Deze deelklacht faalt.
3.16.
Ad (iii). De verdediging heeft ter zitting van het hof het volgende aangevoerd omtrent de vraag of is gehandeld ter verkorting van de rechten van schuldeisers:6.
“49. Mocht Uw Hof desondanks oordelen dat alle activa eind 2007/begin 2008 in eigendom toebehoorden aan [B] en niet aan [E] , dan heeft te gelden dat niet wettig en overtuigend kan worden bewezen dat er aan de zijde van cliënt sprake is geweest van (voorwaardelijk) opzet op verkorting van de rechten van schuldeisers. In eerste aanleg is daarover aangevoerd:
78. Het is wellicht slordig te noemen dat cliënt niet concreet heeft benoemd welke van de vele deelbetalingen aan [H] zoals die blijken uit onder meer de producties 34 en 35 zien op de concrete koopprijs zoals overeengekomen in de huurkoopovereenkomst, maar daarmee kan niet worden gezegd dat cliënt bewust de aanmerkelijke kans op benadeling van de rechten van de schuldeisers heeft aanvaard.
79. Allereerst heeft te gelden dat ten tijde van het sluiten van de huurkoopovereenkomst in juli 2006 er totaal geen zicht was op een faillissement. Mocht u oordelen dat sprake is van een onttrekking aan de boedel, dan is dat geschied op het moment dat cliënt niet de wetenschap kon hebben dat een faillissement niet voorkomen kon worden. Immers, in juli 2006 had de ABC-constructie pas recent plaatsgevonden en was er nog totaal niets bekend over de financiële situatie van [A] / [B] . De (financiële) vooruitzichten waren, zoals gezegd, juist veelbelovend.

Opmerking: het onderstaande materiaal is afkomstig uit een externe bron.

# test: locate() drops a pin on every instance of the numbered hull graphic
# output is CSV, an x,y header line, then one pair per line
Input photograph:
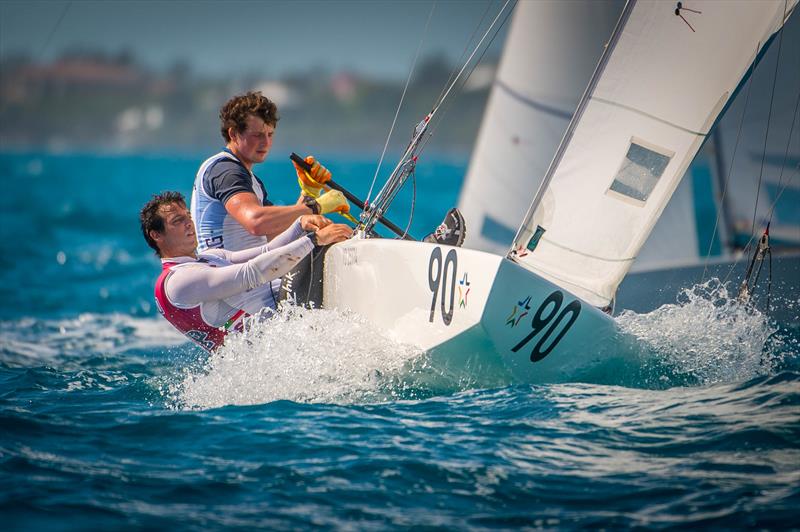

80. Voorts heeft te gelden dat cliënt ook geenszins feitelijk leidinggever van de ondernemingen was en feitelijk ook geen enkele invloed kon uitoefenen op die financiële situatie.
81. Een sterke contra-indicatie voor het aannemen van voorwaardelijk opzet is bovendien dat cliënt, zoals eerder uitgebreid betoogd, flinke investeringen (door middel van de vele deelbetalingen) heeft gedaan in [H] en de gefailleerde ondernemingen.
82. Van belang is eveneens te benoemen dat cliënt, nadat [betrokkene 1] was vertrokken (10 september 2007), serieuze pogingen heeft ondernomen om de ondergang van de ondernemingen te voorkomen. Zo heeft hij de nodige schuldeisers betaald en is de omzet door toedoen van cliënt gestegen. Waarom zou cliënt dat nog doen als hij op een faillissement zou willen afstevenen? Dan had cliënt de stekker er toch meteen uitgetrokken?
83. In dat kader is eveneens van belang dat de civiele rechter concludeert (r.o. 4.7) dat cliënt ruimschoots aannemelijk heeft gemaakt dat andere feiten en omstandigheden (d.w.z. het door [betrokkene 1] volstrekt niet behalen van de voorgespiegelde en benodigde omzetten in combinatie met verscherpte concurrentie, op de verslechterde markt, op het niet aanslaan van te dure marketingactiviteiten van [betrokkene 1] , op de snelle veranderingen op fototechnisch gebied en op het overigens onbehoorlijk handelen van [betrokkene 1] ) dan de formeel onbehoorlijke taakvervulling de beide faillissementen hebben veroorzaakt.
84. Gelet daarop kan van opzet aan de zijde van cliënt absoluut geen sprake zijn reden waarom hij dient te worden vrijgesproken.”
3.17.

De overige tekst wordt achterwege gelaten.